May
21
Le sort de Vincent Lambert met en cause la dualité de notre système judiciaire et les causes de son existence.

Le sort judiciaire de Vincent Lambert est dramatique mais il n'est pas inutile. Il nous dessille. Il apparaît clairement aux yeux de tous que les décisions contradictoires de nos deux ordres juridictionnels, dualité qui est une exception française (ce qui signifie que c'est dispendieux, inutile et en plus généralement néfaste) mis en place par Napoléon sur des prémisses posées sous Louis XIV, les deux n'étant pas des modèles de démocrate, est une aberration.
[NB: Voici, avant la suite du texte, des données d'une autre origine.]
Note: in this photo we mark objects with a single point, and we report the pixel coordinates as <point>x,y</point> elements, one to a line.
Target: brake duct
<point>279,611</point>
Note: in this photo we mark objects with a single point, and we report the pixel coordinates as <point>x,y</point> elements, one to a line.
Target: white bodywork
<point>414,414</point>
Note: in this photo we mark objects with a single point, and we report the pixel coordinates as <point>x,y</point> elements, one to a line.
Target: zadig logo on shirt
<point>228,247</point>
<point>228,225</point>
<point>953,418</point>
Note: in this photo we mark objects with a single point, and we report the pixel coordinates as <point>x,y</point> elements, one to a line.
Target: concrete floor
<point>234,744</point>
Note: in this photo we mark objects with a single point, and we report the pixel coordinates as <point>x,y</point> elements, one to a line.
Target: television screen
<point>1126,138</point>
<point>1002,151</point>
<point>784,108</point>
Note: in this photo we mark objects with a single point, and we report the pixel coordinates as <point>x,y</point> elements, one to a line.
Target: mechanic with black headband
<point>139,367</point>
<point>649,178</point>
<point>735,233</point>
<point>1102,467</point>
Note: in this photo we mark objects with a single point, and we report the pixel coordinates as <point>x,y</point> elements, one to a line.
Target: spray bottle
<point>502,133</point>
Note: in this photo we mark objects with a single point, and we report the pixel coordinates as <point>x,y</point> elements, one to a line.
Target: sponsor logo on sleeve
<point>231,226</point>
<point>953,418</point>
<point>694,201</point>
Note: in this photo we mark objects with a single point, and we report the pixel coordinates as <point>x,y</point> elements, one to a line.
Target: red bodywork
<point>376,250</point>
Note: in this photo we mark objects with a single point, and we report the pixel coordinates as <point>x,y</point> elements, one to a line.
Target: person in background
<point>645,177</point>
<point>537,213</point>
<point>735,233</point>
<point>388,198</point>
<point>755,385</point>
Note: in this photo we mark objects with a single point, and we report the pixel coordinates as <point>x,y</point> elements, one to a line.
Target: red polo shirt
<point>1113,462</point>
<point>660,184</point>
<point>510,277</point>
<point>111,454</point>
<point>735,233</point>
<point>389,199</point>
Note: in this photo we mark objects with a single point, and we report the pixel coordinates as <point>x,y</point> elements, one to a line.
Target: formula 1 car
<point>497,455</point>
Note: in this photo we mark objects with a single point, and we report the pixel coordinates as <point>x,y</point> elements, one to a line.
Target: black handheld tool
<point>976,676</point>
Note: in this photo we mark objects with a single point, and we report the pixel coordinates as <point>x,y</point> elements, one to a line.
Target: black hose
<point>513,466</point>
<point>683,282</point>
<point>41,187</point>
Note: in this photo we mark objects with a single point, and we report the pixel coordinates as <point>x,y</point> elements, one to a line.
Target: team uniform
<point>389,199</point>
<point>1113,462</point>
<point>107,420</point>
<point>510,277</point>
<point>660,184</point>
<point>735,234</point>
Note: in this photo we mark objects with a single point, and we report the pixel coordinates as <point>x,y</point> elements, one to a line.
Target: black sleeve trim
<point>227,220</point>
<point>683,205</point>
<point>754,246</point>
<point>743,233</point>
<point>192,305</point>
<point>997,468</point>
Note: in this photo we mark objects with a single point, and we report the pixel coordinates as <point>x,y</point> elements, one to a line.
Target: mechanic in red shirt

Il s'agissait de prémunir l'Etat de l'application du droit commun, ce qui peut s'entendre par exception, en posant des règles de droit administratif de protection de la puissance publique. Depuis, le droit public est devenu un moyen pour l'administration d'empêcher tous les gouvernements de donner des ordres et à se faire obéir par la fonction publique, qui a ses propres écoles chausse-pied pour des carrières toutes tracées, et offre à ses membres des prébendes ou sinécures à vie, avec des promotions à l'ancienneté soumises à l'affiliation syndicale, politique où philosophique, empêchant le "spoil system" et l'efficacité de la gestion privée partout où c'est souhaitable, afin de permettre l'entre soi et l'immobilisme des conservatismes permettant de dépenser toujours plus de budget sans rendre des comptes ni sur sa productivité ou son efficacité, avec un effectif pléthorique, globalement toujours en augmentation depuis la seconde guerre mondiale. L'Administration a ses lois, remplit un tiers du Journal Officiel de texte complexifiant la vie de ses rouages autant que de ses administrés, imposant des millefeuilles administratifs, la décentralisation se doublant de services déconcentrés sans faire disparaître les services centraux, et dictant des procédures, normes et contraintes absurdes, malveillantes, conduisant à des délais de gestion et de décision 4 fois plus longs qu'en Allemagne, par exemple.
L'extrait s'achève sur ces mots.